PREFACE.

PREFACE.

In presenting a third volume of the Nature Readers to the children of our land, and to their parents and teachers, I feel it both a duty and a delight to thank those who have so cordially and sympathetically welcomed a new departure in School-Book Literature.

I have not sought to model these Readers upon any pattern previously set, but to make them the outcome of what I have learned, by observation, of the receptive and retentive powers of children.

I desired to impart useful and needful knowledge, in a fashion which should not be burdensome, and which should strongly impress young minds.

I have had no hobby of book-making, nor of style to follow. My one idea has been to benefit the child, and to that end I have directed my whole effort.

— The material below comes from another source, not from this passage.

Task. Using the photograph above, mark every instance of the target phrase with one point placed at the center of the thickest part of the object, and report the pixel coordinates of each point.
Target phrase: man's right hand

I sing an old song when I say, that we are a nervous race, and our children are more intensely nervous than their parents. The antidote for this nervousness, and its consequent train of disasters, is to be found in the open air, in healthful out-of-door exercise, in the serene calm of nature, in the peaceful joys which the investigation of nature affords us.

If we can open wide the gates of “the fairy-land of science,”—if we can bring the child near to the heart of nature,—if we can absorb his hours of leisure, and many of his hours of brain-work, in the study of nature out of doors, we shall have done much toward making him robust in body, sound in mind, cheerful of disposition, and useful in the future.